Few years ago, there were a mere handful of educational and training programs available for those interested in clean tech, primarily in advanced-degree university programs. Today, there are hundreds, if not thousands, with new ones popping up every day as a result of government funds flowing to colleges and universities to fund green jobs training.
A competitive energy workforce requires much more than technicians and building retrofitters. Scientists, engineers, high-tech entrepreneurs, and advanced manufacturers will play a critical role, just as they have in strategic sectors like infotech, aerospace, and biotech.
The energy workforce deficit and education gap will substantially limit the nation's ability to lead the clean-tech industry and accelerate clean energy development.
Also a growing consensus suggests that clean tech will be one of our generation's largest growth sectors. The global clean-tech market is expected to surpass $1 trillion in value within the next few years, and a perfect storm of factors - from the inevitability of a carbon-constrained world, to skyrocketing global energy demand, to long-term oil price hikes - will drive global demand for clean-energy technologies.
How is it solved?
Nations are recognizing this painpoint and starting to implement a national strategy for energy leadership - including smart investments to educate the energy generation.
The training can be taken by anyone – from a cleantech enthusiast to industry professionals. The training can be structured with technical programs to equip individuals to enter into emerging clean tech industries.
A few examples of what specific industrialists would gain through such trainings is listed below:
- Business executives and professionals: to re-engineer their company’s product development, manufacturing process and expand market share.
- Scientists or engineers: to become an expert and a trainer in advanced solar thin film, nanotech batteries.
- Apprentices: qualified candidates are encouraged to apply for the Apprentice Program with paid on-the-job training.
- Displaced workers with a background in technology: to get new skills for a career in a high growth industry.

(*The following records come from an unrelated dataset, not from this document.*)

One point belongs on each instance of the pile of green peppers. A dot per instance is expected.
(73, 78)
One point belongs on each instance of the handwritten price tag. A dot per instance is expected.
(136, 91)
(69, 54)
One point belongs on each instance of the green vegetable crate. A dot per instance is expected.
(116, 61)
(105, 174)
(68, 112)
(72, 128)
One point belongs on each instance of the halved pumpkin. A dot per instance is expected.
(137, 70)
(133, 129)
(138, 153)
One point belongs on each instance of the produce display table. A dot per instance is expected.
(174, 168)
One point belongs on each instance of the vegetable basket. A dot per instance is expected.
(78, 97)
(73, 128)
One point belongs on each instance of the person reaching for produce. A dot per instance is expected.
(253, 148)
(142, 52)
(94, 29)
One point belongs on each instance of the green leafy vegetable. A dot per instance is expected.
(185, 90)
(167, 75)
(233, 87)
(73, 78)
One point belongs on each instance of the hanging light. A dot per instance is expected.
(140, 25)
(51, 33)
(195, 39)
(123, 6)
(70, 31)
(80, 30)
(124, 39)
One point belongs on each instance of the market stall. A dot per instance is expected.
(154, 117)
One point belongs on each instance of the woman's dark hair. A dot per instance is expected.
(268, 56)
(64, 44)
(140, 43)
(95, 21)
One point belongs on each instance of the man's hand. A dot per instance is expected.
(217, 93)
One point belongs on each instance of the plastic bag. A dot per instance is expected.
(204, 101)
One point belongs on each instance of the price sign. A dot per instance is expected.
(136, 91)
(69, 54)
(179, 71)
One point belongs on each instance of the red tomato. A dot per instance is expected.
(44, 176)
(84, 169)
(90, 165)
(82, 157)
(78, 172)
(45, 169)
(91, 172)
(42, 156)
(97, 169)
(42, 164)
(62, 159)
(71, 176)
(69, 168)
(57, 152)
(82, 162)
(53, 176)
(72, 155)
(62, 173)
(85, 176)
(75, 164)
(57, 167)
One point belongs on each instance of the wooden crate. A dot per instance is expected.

These programs are targeted to candidates at every level of experience, from those with a GED to engineering and chemistry graduates looking to develop next generation clean tech technologies.
Those already in the industry can gain new insight and skills by taking part in the many weekend seminars, extended learning courses, conferences and events.
- Provides an excellent preparation for an entry-level job or career change in what many, despite the ongoing downturn in the economy, expect to be fast-growing industries.
- And most provide an opportunity to network—which can be as valuable a takeaway as the skills—with professors, students, and those currently employed within the cleantech sector.
- Some clean tech training program won’t guarantee you a job in the industry, but will help you stand out—and deliver marketable skills.
How far is the industry from commercialization?
While there is much relevant research taking place within the various departments of universities around the world, engineering faculties that focus exclusively on renewable energy and low carbon technologies are few and far between. Countries that already generate a high percentage of their energy requirements from renewable sources are leading the way in terms of renewable energy engineering education. In Iceland, for example, where 77% of primary energy comes from renewable sources, the School for Renewable Energy Science (RES) was established in 2006 in partnership with two Icelandic universities. RES offers Masters degrees in Renewable Energy Science with five optional specialist subjects of study: geothermal energy; fuel cell systems and hydrogen; biofuels and bioenergy; energy systems; and hydropower.
The Cleantech Institute based out of California, USA, offers various training programs to people from various disciplines.
In New Zealand, the geothermal industry has long benefited from the geothermal training and research carried out at a specialist faculty at the University of Auckland. The Geothermal Institute was the centre of excellence in geothermal science and technology in New Zealand since its founding in 1978 until 2005, when it was absorbed into Auckland’s newly-created Institute of Earth Science and Engineering.
Both Iceland and New Zealand are small countries in terms of economy and population, making the task of leveraging educational resources to improve energy infrastructure more straightforward than it will be for nations with large populations like the US – or even the UK.